Варвара Петровна Усманская
«На одной из красивых улиц Москвы, в глубине обширного двора, несколько лет тому назад стояли барские палаты XVIII века со всеми фантазиями и затеями минувшего времени — даже во внутреннем устройстве, хотя поток новых обычаев давно уже преобразовал Белокаменную. Эти палаты принадлежали княгине Варваре Петровне Усманской, имевшей семь тысяч душ, сотни две родных, несколько тысяч знакомых, необъятную дворню, десятки попугаев, огромное количество мосек, приживалок, воспитанниц, арапа и седого калмыка. С утра до вечера дом княгини Усманской был набит посетителями; Варвара Петровна была, во-первых, очень богата, во-вторых, бездетна и стара, в-третьих, тщеславилась благотворительностью. Что же касается княгини, ей были нужны только новые вести и приличная партия бостона, а под конец преферанса, который один из всех нововведений как-то понравился старухе.
Играла она обыкновенно по три копейки, играла чрезвычайно дурно, пропасть проигрывала; но с шести часов вечера и до глубокой ночи регулярно сидела за карточным столом, не играя в году только неделю, когда говела, и то неделю неполную, а начиная со среды. Несмотря на необыкновенную набожность, старушка, однако ж, тяготилась этими днями, потому что не входила в свою пышную гостиную, обитую голубой шелковой материей, с золочеными карнизами, где привыкла сидеть у полукруглой выгнутой печки, на каком-то фантастическом диване, за любимым ломберным столиком.
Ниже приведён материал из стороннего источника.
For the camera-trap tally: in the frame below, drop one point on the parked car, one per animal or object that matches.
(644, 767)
Старушка ездила тогда аккуратно в церковь, молилась долго, заставляла читать себе священные книги, но в семь часов вечера чувствовала такую грусть, что впадала в совершенное уныние и, кажется, считала минуты до того вожделенного времени, когда совесть и приличие позволят ей составить партию. Княгиня до того привыкла у себя к преферансу, что, не играя сама во время говения, уже с середы принимала своих обычных посетителей и просила их играть в карты, а сама, сидя комнат за восемь, посылала кого-нибудь осведомиться о ходе игры, потешалась, если кто-нибудь ставил большой ремиз, и обыкновенно приговаривала: "Я ему всегда сказывала, матушка, что он играть не умеет: вот же ухитрился поставить ремиз, когда можно было выиграть".
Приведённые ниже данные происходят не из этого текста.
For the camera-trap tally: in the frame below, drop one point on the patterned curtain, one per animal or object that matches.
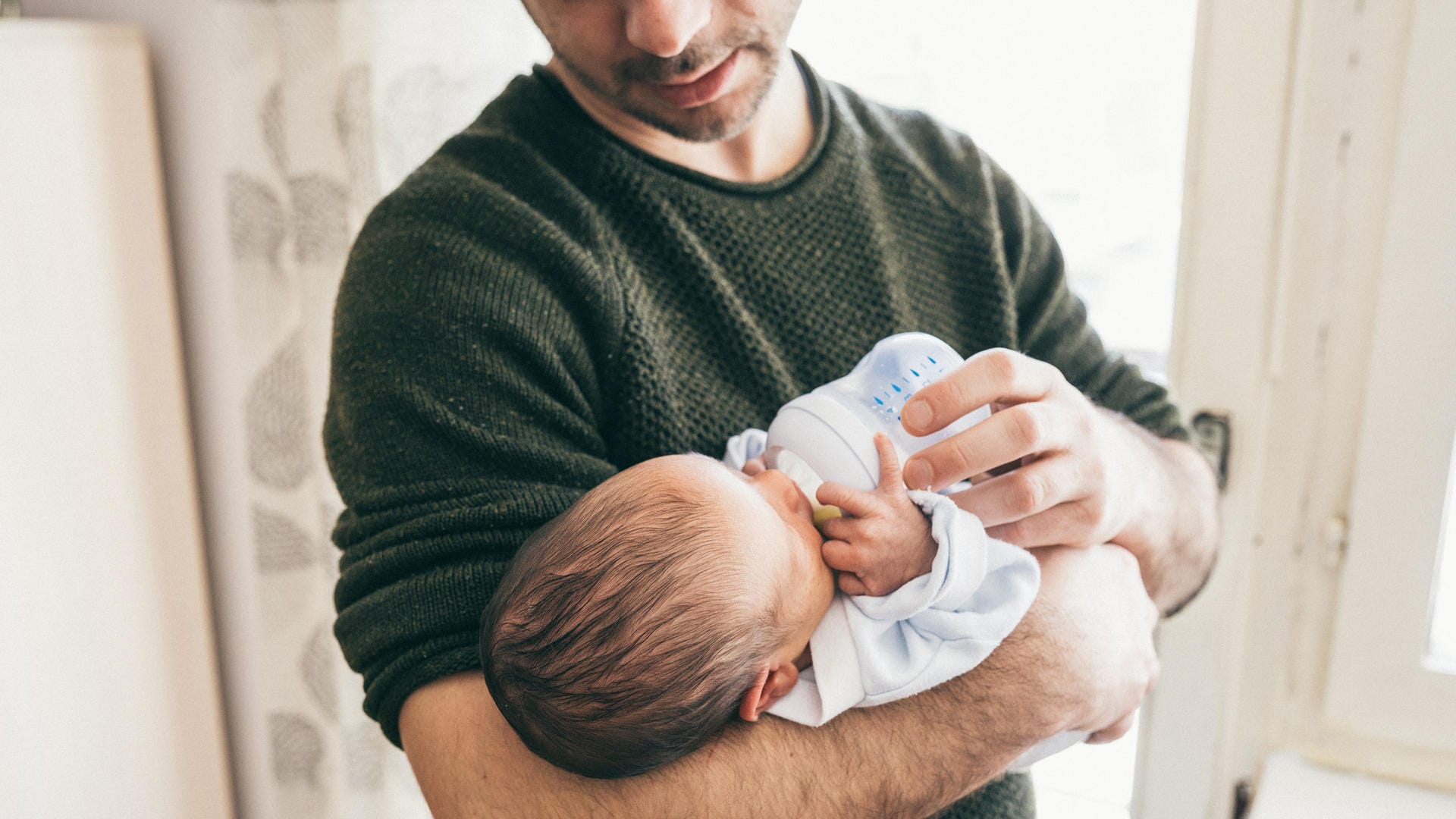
(327, 105)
Княгиня была худощавая, среднего роста старушка, всегда в темном капоте и остроконечном чепце, который завязывала широкой лентой под бородою. По поводу этого обстоятельства знакомые, и больше приживалки, трубили по всей Москве, что у матушки княгини росли на бороде порядочные волосы, которых она брить не решалась, подстригать не имела охоты, и потому прикрывала бантом эту маленькую игру природы. Княгиня Усманская принадлежала к числу дам высшего общества того времени, когда еще высшее общество смотрело на остальное человечество не с тем вежливым презрением, с каким оно смотрит теперь, но с истинным высокомерием, с настоящею гордостью, без маски, без натянутой холодности.
В то время, когда княгиня была еще молода, вельможи обходились с низшими приветливо, но требовали себе открыто уважения и подобострастия; а если кому и отдавали справедливость в душевных качествах, уме или таланте, то тем не менее не прощали, когда даже такие люди забывались перед ними в каком бы то ни было случае. Княгиня принадлежала к обломкам этого общества, уже несуществующего, которое не могло пережить своих разрушенных убеждений и распалось само собою, подобно рыцарскому замку, который развалился для того, чтобы уступить место какому-нибудь красивому дому или фабрике. Она сохранила в своем старинном доме все старинное великолепие, конечно, полинялое, обветшалое, но гордое, подавлявшее вас и своим богатством, и тяжестью вкуса.